Quantitative RT-PCR analysis

Monocytes were harvested, washed with PBS-diethylpyrocarbonate (DEPC; Sigma-Aldrich) and stored at −80 °C. Total RNA was isolated and 500 ng used for complementary DNA (cDNA) synthesis. Gene expression was determined by Quantitative Real-Time PCR (qPCR) using the TaqMan Universal PCR Master Mix (Life Technologies), and the assay-on-demand primer/probes for CD90 (Hs00264235_s1), PDL-1 (Hs00204257.m1), interleukin-6 (IL-6; Hs00174131.m1), IL-10 (Hs00174086.m1), tumor necrosis factor-α (TNF-α; Hs99999043.m1) (Thermo Fisher), and indoleamine 2,3-dioxygenase (IDO; Hs00158627.m1). Glyceraldehyde 3-phosphate dehydrogenase (GAPDH) mRNA served as housekeeping gene for normalization (Hs99999905.m1; Thermo Fisher).

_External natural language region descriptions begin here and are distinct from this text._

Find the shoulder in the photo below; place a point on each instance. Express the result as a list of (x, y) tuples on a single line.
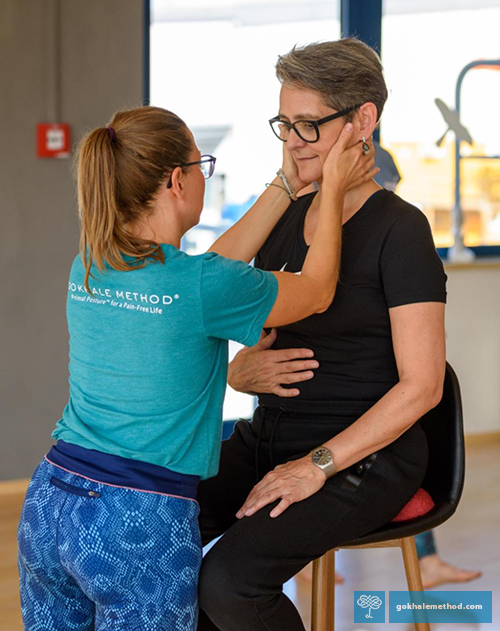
[(401, 220), (394, 209), (291, 218)]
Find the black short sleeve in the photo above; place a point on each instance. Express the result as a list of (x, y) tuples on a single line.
[(410, 267)]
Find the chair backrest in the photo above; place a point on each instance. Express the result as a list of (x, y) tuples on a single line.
[(443, 427)]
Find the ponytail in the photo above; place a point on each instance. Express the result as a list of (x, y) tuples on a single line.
[(120, 168)]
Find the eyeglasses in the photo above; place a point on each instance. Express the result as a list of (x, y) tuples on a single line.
[(206, 164), (306, 130)]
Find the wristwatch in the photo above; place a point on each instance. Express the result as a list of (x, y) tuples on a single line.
[(322, 457)]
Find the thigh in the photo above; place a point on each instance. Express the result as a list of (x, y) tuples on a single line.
[(220, 497), (50, 597), (136, 554)]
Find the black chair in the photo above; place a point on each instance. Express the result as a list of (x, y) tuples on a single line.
[(444, 481)]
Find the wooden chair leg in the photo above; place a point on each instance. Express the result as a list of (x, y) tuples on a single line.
[(323, 593), (413, 576)]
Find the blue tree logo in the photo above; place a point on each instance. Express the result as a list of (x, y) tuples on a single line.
[(369, 602)]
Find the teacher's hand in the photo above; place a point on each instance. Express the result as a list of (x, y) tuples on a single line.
[(292, 482)]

Apoptosis of monocyte subsets

Monocytes were cultured with MP, or MPγ at different ratios (1:10,000, 1:40,000 and 1:80,000) in polypropylene tubes overnight. Then, cells were incubated with monoclonal antibodies against CD14-Pacific Blue and CD16-FITC (antibodies were purchased from BD Biosciences) at room temperature for 30 min. After washing step, cells were stained with fluorochrome-conjugated Annexin-V for 15 min at RT to assess the apoptotic cells. All data were measured on a FACSCanto II flow cytometer (BD) and analyzed using FACSDiva software.

MP uptake assays

To obtain fluorescent MP, MSC were labeled with the red fluorescent PKH-26 dye (PKH-MP), which intercalates into lipid bilayers, according to the manufacturer’s instructions (Sigma-Aldrich).

Human PBMC from healthy donors were isolated by density gradient centrifugation (Ficoll Isopaque, Sigma Aldrich) and cultured with PKH-MP (ratio 1:40,000). The incubation conditions were 37 °C, 5% CO2, and 95% humidity. As a control for the uptake process, PBMC were incubated with PKH-MP at 4 °C. PKH-MP uptake by lymphocytes and monocytes was analyzed by flow cytometry (FACS Canto II, Becton Dickinson) at 1 h, and 24 h.

Confocal microscopy analysis of PKH-MP uptake by monocytes was carried out by isolating CD14+ cells from PBMC using auto-MACS Pro by positive-selection (Miltenyi Biotec, Leiden, The Netherlands). Then, monocytes were labelled with PKH-67 (Life Technologies) and cultured with PKH-MP (ratio 1:4 × 104) for 24 h. The nuclei of the monocytes were stained with DAPI. Images of monocytes were performed on a Leica TCS SP5 confocal microscope (Leica Microsystems B.V., Science Park Eindhoven, Netherlands) equipped with Leica Application Suite – Advanced Fluorescence (LAS AF) software, DPSS 561 nm lasers, using a 60 X (1.4 NA oil) objective. Images were processed using ImageJ 1.48 (National Institutes of Health, Washington, USA).

Statistical Analysis

Data were analyzed for statistical significance either by Student’s t-test or one-way ANOVA analysis using GraphPad Prism 5 software. P < 0.05 was considered significant.

Availability of data and materials

All data generated or analyzed during this study are included in this published article. The rest of datasets generated and/or analyzed during the current study are not publicly available due but are available from the corresponding author on reasonable request.